A Reuters witness saw Sobhraj, wearing a woollen cap and a blue fleece jacket, being escorted to Nepal's immigration department by a group of at least seven policemen, some of them in flak jackets. He is expected to return to France, his lawyer Gopal Shivakoti Chintan told Reuters earlier on Friday.
Nepal's Supreme Court on Wednesday ordered his release from prison, citing his age. He was expected to be out of jail on Thursday, but pre-release procedures, including a health check-up, have caused delays, Pandey told Reuters.
Sobhraj has been held in a high-security prison in Nepal since 2003, when he was arrested on charges of murdering American backpacker Connie Jo Bronzich in 1975, and has served 19 years out of a 20-year sentence.
"I'm happy and have great respect for our judiciary and Supreme court," Sobhraj's mother-in-law Sakuntala Thapa told Reuters partner ANI after news of his release was announced.
Sobhraj married Nihita Biswas, a Nepali national and a woman 44 years his junior, in 2008.
He denied killing the American woman and his lawyers said the charge against him was based on assumption.
Several years later Sobhraj was also found guilty of killing Bronzich's Canadian friend, Laurent Carriere.
But he was suspected of many more murders, including in Thailand, where police say he allegedly drugged and killed six women in the 1970s, some of whom turned up dead on a beach near the resort of Pattaya.
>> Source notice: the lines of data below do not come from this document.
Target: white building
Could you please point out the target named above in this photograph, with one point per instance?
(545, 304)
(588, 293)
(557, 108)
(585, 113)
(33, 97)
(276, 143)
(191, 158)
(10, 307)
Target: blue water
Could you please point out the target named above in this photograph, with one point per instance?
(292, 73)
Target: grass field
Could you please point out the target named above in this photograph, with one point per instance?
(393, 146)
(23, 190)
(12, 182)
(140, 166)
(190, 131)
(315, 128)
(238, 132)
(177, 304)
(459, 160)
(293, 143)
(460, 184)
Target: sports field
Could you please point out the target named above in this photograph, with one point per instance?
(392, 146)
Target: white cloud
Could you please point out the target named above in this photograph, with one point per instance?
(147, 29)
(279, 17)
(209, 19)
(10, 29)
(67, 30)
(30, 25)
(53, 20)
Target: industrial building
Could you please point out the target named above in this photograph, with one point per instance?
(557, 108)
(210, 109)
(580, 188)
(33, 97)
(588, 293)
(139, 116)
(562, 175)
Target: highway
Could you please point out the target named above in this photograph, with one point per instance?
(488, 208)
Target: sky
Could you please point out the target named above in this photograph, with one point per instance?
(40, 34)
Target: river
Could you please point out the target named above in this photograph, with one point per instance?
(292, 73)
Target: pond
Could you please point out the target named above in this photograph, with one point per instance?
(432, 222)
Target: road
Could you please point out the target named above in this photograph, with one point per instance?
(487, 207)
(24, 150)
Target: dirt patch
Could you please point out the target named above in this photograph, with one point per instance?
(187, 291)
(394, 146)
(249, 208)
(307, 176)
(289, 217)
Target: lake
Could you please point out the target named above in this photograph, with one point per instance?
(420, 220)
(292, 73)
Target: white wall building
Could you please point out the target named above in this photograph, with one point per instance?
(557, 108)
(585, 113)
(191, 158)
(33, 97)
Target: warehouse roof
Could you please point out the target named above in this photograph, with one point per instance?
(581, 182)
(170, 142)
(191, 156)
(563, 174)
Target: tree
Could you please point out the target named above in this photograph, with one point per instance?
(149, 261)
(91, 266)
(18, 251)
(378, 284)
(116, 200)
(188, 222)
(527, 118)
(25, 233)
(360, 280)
He was jailed in India for poisoning a group of French tourists in the capital, New Delhi, in 1976, before he could stand trial on the charges against him in Thailand.
Sobhraj escaped from India's Tihar jail in 1986 after drugging prison guards with cookies and cakes laced with sleeping pills.
Police nabbed Sobhraj days later in the Indian beach holiday state of Goa.
"I walked upto their table and said 'you are Charles'", Madhukar Zende, the policeman who caught him in Goa, told The Indian Express newspaper in an interview published on Friday.
A statue of Sobhraj, in his signature peaked cap, stands at the restaurant in Goa to this day. He was jailed in India until 1997 when he returned to France.
Associates have described him as a con artist, a seducer, a robber and a murderer.
His true number of victims, spanning decades and several countries, is unknown.
"Jail authorities will hand him over to the department of immigration today," Sobhraj's lawyer, Chintan told Reuters earlier on Friday.
"Then the necessary process will be completed by the immigration officials to return him to his country."